Streitfrage: Unterrichtung nach § 90 Abs. 1 Nr. 4 BetrVG auch bei der Zuweisung einzelner Mitarbeiter:innen zu bereits bestehenden Arbeitsplätzen?
Der Betriebsrat beabsichtigte mit dem Verfahren, die Arbeitgeberin zu verpflichten, ihn bei Raumplanungen und Zuweisungen von Arbeitsplätzen umfassend zu informieren und sich gemeinsam mit ihm hierüber zu beraten.
Das Gremium führte an, Unterlagen zu geplanten Umzügen bzw. Raumänderungen erst auf Anforderung, verspätet bzw. unvollständig erhalten zu haben. Eine rechtzeitige und umfassende Information sei jedoch zur Beurteilung, ob die Anforderungen an den Arbeitsschutz und die Desksharing-Quote eingehalten werden, unerlässlich. Der Betriebsrat stützte sich hierzu u.a. auf das Beteiligungsrecht nach § 90 Abs. 1 Nr. 4 BetrVG. Gemäß dieser Vorschrift hat der Arbeitgeber den Betriebsrat über die Planung der Arbeitsplätze rechtzeitig unter Vorlage der erforderlichen Unterlagen zu unterrichten.
Die Arbeitgeberin vertrat den Standpunkt, die örtliche Veränderung bereits bestehender Arbeitsplätze und die Integration der Mitarbeitenden in diese bereits bestehenden Strukturen sei nicht von § 90 Abs. 1 Nr. 4 BetrVG erfasst, da die Vorschrift ausdrücklich von einer Planung der Arbeitsplätze spreche. Die in Rede stehenden Veränderungen würden jedoch nicht mit einer Planung im Sinne dieser Vorschrift einhergehen.
Erfolg für den Betriebsrat – Unterrichtung ist erforderlich
In zweiter Instanz gab das Landesarbeitsgericht Sachsen dem Betriebsrat recht. Die Arbeitgeberin sei verpflichtet, dem Betriebsrat auch dann Informationen zu erteilen und Raumpläne vorzulegen, wenn Arbeitnehmer:innen auf bestehende Arbeitsplätze umgesetzt oder erstmals zugeteilt werden.

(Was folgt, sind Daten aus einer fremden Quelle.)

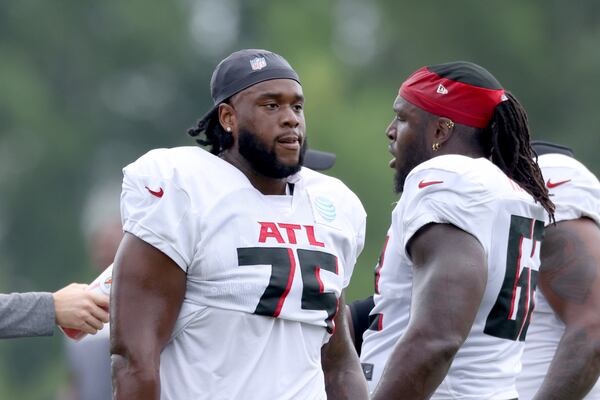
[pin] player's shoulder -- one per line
(559, 168)
(453, 172)
(317, 183)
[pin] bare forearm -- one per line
(134, 381)
(574, 369)
(415, 369)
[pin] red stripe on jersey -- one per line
(517, 276)
(289, 283)
(318, 275)
(380, 264)
(531, 236)
(526, 312)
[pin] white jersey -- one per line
(576, 193)
(264, 273)
(475, 196)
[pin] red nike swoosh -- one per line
(157, 194)
(555, 184)
(423, 184)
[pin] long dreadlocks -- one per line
(214, 135)
(510, 150)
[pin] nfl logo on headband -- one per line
(258, 63)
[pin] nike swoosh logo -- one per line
(423, 184)
(551, 185)
(154, 193)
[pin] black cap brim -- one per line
(542, 147)
(319, 160)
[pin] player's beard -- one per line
(263, 159)
(405, 163)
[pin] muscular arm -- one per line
(449, 278)
(147, 292)
(569, 280)
(343, 376)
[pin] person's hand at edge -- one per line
(78, 308)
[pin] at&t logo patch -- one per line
(325, 208)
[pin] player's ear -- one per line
(227, 117)
(444, 127)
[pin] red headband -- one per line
(462, 103)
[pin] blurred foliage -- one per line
(87, 87)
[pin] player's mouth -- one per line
(290, 142)
(392, 163)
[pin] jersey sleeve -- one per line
(444, 197)
(157, 209)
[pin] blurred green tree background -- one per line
(87, 87)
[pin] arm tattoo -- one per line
(568, 265)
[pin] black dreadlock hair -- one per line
(214, 134)
(507, 138)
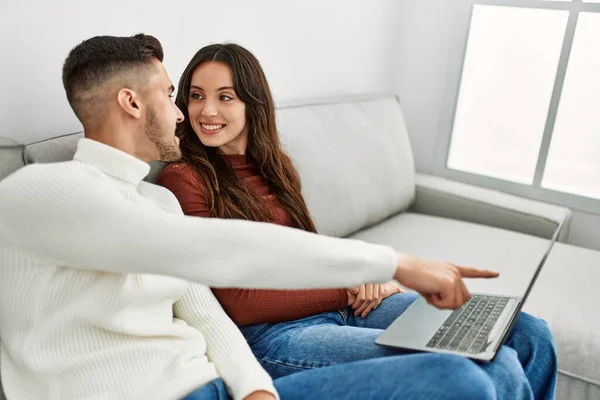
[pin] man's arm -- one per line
(83, 221)
(225, 345)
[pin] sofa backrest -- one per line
(353, 156)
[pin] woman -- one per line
(233, 166)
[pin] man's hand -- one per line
(367, 297)
(440, 283)
(260, 395)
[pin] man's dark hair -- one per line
(96, 61)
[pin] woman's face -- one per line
(216, 114)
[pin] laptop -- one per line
(476, 330)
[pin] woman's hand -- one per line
(260, 395)
(367, 297)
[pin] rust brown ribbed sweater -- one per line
(251, 306)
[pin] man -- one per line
(102, 279)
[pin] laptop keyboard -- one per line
(467, 328)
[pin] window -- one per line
(524, 114)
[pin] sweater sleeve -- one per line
(77, 218)
(249, 306)
(225, 345)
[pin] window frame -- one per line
(453, 82)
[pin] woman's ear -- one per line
(129, 101)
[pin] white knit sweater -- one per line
(95, 299)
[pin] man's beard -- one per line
(167, 150)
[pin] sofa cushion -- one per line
(63, 148)
(561, 296)
(11, 157)
(354, 158)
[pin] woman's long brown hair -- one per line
(227, 195)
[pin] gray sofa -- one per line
(357, 169)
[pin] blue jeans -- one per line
(525, 368)
(410, 377)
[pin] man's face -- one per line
(162, 116)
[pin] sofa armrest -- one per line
(445, 198)
(11, 157)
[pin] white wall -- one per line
(307, 47)
(424, 48)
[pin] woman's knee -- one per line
(467, 380)
(534, 331)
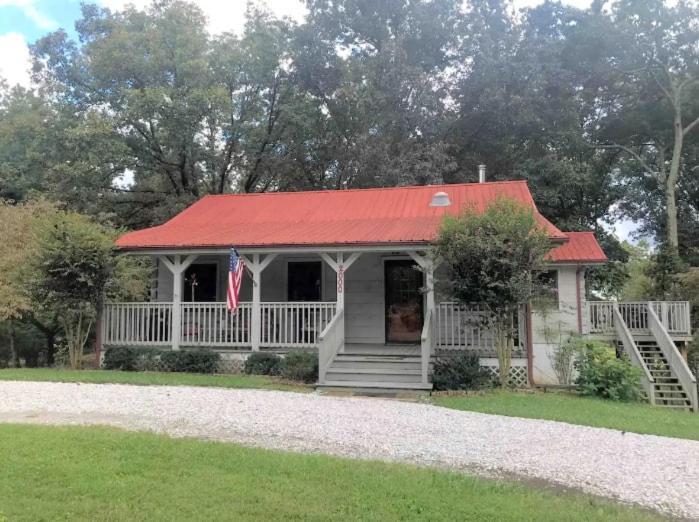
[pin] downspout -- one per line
(530, 345)
(578, 297)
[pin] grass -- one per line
(69, 473)
(586, 411)
(146, 378)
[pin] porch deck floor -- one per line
(382, 349)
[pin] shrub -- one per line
(120, 358)
(199, 361)
(261, 363)
(461, 371)
(601, 373)
(564, 357)
(300, 366)
(148, 360)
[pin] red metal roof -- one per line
(381, 216)
(580, 247)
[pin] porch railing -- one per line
(673, 315)
(459, 327)
(294, 324)
(284, 324)
(211, 324)
(145, 324)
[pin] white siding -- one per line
(553, 326)
(364, 301)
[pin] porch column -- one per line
(177, 266)
(427, 265)
(340, 265)
(256, 265)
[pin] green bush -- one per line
(120, 358)
(461, 371)
(132, 359)
(199, 361)
(261, 363)
(300, 366)
(601, 373)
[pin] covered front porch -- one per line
(362, 304)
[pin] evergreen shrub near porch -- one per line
(461, 371)
(127, 358)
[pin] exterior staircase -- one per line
(666, 379)
(668, 390)
(375, 368)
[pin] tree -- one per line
(189, 114)
(74, 269)
(645, 85)
(493, 258)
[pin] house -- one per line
(348, 273)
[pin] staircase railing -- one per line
(330, 342)
(674, 358)
(624, 335)
(426, 346)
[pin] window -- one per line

„Planung der Arbeitsplätze“ im Sinne des § 90 Abs. 1 Nr. 4 BetrVG erfasse sowohl die Planung auf Betriebsebene als auch die Ablauf- und Gestaltungsplanung am Arbeitsplatz oder zwischen mehreren Arbeitsplätzen. Planung sei ein kontinuierlicher Prozess, woraus das Erfordernis einer laufenden Unterrichtung folge.
Davon sei zunächst die Planung, die sich auf die arbeitstechnische Gestaltung des Arbeitsplatzes an sich und seiner Umgebung bezieht, umfasst. Dies betreffe zum Beispiel die Einrichtung eines Großraumbüros, den Raumbedarf beim Arbeiten, der von der Arbeitssituation abhängt, die Arbeitssitze und die Stühle, die Höhe der Arbeitsfläche beim Stehen und Sitzen oder auch Klima, Lärm und Licht am Arbeitsplatz sowie die Gestaltung der Hilfsmittel zur Arbeitsleistung sowie den Einsatz von Informationstechnologie.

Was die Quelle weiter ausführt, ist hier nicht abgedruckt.